2. He knew I was good
I spent much of my life at odds with men. I’d tiptoe around my desires, bracing for men to disapprove, to accuse me of trying to “get mine” at their expense. They’d felt taken advantage of by women and were on the defensive. It was hard to be myself with these men. I was treated as if I were harmful and that projection made its way into my identity.
Then I met a man who just knew I was good. If I hurt him, he’d assume I’d only done so out of pain or fear, never malice. He was able to see me this way because of how he treated himself: he knew he was good and he was compassionate with himself when he made his own mistakes.
Whatever we put our attention on grows, and this man’s attention on the good in me watered that seed. It isn’t that I needed someone else’s love in order to love myself. I’d just never had such a clear example of how to love oneself or anyone else.
3. He was just as self-conscious as I was
I’d always been self-conscious about my body and my sexuality. As I began to do work in the area of relationships and sex, I began to realize this was common among women. I began to see it as a woman thing—a thing we’d support each other in and normalize by comparing stories.
But one day a man let me see that it was a man thing too. He told me he was insecure about his body, that he felt it didn’t measure up to other men’s bodies. He told me he wasn’t always in the mood for sex the way he’d been taught that “real men” were. He revealed the pressure he felt to be confident about his body and have an insatiable sexual appetite; he’d learned his masculinity depended on it.
No man had ever shown me his self-consciousness in this way. A part of me that I’d thought no man could ever understand finally felt known.
4. He told me our sex didn’t feel connected
The first time a man told me our sex didn’t feel connected, I thought I would die.

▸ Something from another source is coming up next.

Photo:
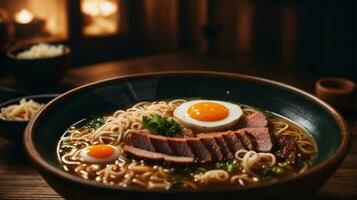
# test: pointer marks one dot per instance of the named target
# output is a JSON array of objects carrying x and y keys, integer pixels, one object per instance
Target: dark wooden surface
[{"x": 19, "y": 180}]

I figured since I was a hot girl willing to have sex with him, I’d obviously done my part and how dare he have any sort of standards beyond that? But he wanted connected sex and I had walls up. Our sex was draining for him because he could feel me performing. He made it clear that he only wanted the real me and that he wasn’t interested in the contrived version. For a woman who’d spent her whole life thinking she had to be something other than who she was, that was a big deal.
Years later, my boyfriend and I lightheartedly talk about whether our sex feels connected. If it does, great! If it doesn’t, we take it as an opportunity to find a new point of connection.
5. He would settle for nothing less than all-in.
Before meeting him, I’d always held back most of my love. I’d feared that no one would ever match my devotion so I’d never felt safe to reveal how deeply I wanted to be connected.
Our relationship started no differently, with each of us trying to prove that we were the one who wanted less. He tried to tell me it wouldn’t work this way, that it was too painful for him, but he couldn’t say what he knew he wanted: to be all-in. I interpreted his doubt as evidence that he didn’t want what I wanted, that no one ever would. We both felt hopeless. Hurt and discouraged, he broke up with me.
Months later he mustered the courage to reveal everything. He told me it hurt that we’d been hedging our bets, that we weren’t 100% invested, that we had let fear drive us.
He told me he simply couldn’t settle for less than all-in from me.
In all my life, no man had ever had the courage to ask so much of me. For the first time, I finally felt safe to let all my love out.